The Haunting Of Margam Castle (2020)
“Five American parapsychologists travel to Wales to investigate paranormal activity in the reputedly haunted Margam Castle”
Another one from the Andrew Jones / Northbank Entertainment production line. It’s the usual low budget dog’s dinner of pastiche and quasi-plagiarism, this time with an extra abundance of ‘homage’ elements alluding to earlier and better genre films –thematically and plotwise to The Haunting and Legend Of Hell House, obviously, also Burnt Offerings, The Woman In Black, Witchfinder General, the Amityville franchise; musically to the early Universal horror theme (Swan Lake, here played on a music box, an artefact which appears in several of the director’s films), Amicus’ Asylum (Night On Bald Mountain), Bride Of Frankenstein et al (Ave Maria, listed in the closing credits as “Ava Maria”). The ‘haunted phonograph’ plays the 1913 recording In The Evening By The Moonlight performed by the Haydn Quartet – previously heard in Jones’ 2015 film A Haunting At The Rectory) . Moonlight Sonata also gets a hearing.

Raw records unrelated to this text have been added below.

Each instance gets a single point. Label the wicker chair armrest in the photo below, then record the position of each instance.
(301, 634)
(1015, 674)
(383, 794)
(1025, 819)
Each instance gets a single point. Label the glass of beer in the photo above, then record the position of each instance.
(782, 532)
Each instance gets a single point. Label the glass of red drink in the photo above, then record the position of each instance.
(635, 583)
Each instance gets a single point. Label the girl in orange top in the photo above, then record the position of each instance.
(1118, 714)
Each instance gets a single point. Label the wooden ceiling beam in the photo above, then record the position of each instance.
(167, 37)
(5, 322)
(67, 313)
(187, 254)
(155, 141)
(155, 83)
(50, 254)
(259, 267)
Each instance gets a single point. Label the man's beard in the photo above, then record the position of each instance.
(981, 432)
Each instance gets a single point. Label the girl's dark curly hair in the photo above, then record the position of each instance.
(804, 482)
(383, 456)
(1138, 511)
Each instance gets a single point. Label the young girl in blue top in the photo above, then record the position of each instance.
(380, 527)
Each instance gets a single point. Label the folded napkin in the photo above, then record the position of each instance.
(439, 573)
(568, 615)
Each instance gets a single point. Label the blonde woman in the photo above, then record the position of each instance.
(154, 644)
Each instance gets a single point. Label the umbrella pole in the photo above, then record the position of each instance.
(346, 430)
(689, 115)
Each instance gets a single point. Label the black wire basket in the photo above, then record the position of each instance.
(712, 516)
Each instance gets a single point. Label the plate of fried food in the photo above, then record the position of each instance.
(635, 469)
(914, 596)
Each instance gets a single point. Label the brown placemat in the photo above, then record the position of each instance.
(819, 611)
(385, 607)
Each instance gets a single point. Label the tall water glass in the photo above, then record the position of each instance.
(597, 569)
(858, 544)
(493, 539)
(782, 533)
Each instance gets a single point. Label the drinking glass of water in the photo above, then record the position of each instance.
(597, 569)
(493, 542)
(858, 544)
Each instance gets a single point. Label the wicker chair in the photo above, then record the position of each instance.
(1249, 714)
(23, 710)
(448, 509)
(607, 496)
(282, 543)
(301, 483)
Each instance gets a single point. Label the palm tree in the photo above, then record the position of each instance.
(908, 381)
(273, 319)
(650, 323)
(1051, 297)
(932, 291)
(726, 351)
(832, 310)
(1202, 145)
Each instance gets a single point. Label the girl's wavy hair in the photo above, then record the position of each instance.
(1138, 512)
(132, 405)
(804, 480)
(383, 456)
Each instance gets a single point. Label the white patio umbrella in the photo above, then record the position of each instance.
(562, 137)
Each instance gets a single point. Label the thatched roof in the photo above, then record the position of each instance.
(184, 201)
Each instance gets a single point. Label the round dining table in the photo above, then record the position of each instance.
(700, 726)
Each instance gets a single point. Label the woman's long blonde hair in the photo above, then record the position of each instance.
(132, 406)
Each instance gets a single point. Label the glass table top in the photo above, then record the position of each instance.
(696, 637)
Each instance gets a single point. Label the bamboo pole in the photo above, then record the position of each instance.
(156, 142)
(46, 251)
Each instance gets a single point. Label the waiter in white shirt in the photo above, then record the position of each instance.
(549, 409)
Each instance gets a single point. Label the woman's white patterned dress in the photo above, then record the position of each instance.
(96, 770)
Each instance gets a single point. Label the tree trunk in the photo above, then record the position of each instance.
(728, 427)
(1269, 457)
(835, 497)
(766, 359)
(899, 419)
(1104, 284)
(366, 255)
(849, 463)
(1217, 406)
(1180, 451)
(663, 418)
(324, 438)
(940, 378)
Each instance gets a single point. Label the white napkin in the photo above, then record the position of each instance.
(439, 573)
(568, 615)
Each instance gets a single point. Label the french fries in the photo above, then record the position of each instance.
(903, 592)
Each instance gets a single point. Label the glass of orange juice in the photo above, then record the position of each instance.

The director has managed to involve some veteran performers in the cast, notably Derren Nesbitt and Jane Merrow, plus a short cameo by Caroline Munro and an even shorter one by Judy Matheson, in an attempt to appeal to the fanbase.
The Haunting Of Margam Castle is a cut above most of Jones’ previous output, although that’s about as faint as praise gets. The improvement is noticeable in the location work – it would be hard not to shoot a visually atmospheric film in the magnificent titular castle – and in a slightly tighter paced script with a touch less padding than is customary for Northbank. To their credit, the makers do manage to rustle up some moments of unwholesome angst and creepy atmosphere (without recourse to graphic violence and gore), there is a slow but sure narrative progression (despite plot diversions managing to incorporate Pendle Hill, Matthew Hopkins and John Sterne – a scene of Merrow at the stake mirrors the one with Matheson in Hammer’s 1971 Twins Of Evil - and Lovecraft’s Necronomicon). Through it all, Nesbitt and Merrow add gravitas.
Having said that, many of the shortcomings common to the director’s previous films (and cheap indie productions in general) are present here – excessive scenes of two people having drawn out conversations in a room, clumsily written and badly delivered dialogues, terrible fake accents, poor editing, little to no character development, rudimentary camerawork, minimum action and hackneyed ‘shock effects’.
Even cutting plenty of slack for limited resources, there are too many shoddy, avoidable missteps that pull the viewer out of the story. Some examples; an emminent scientist uses the word ‘phenomenon’ as a plural; a kitchen in New York has British style power sockets; two Americans talk about a ‘waistcoat’; ‘local’people in a pub warn the investigators not to go near the castle – which is so far away from the pub that they have to take the motorway to get there; a character is suddenly dragged through a door and instantly the team leader says ‘Leave her, she’s gone’; the medium explains the origins of the various ghosts haunting the castle (each shown in flashbacks) just by sitting at a table - and is even able to divine the existence of a secret subterranean vault which ‘harbours a dark secret’; said dark secret is a copy of the aforementioned Necronomicon, which has a convenient (Christian!) incantation for ridding the castle of the spirits of the dead….
If they keep up their current prouction schedule (seventeen films completed in seven years), in quantity, Northbank will be fast approaching Hammer. In quality they have yet to reach Full Moon.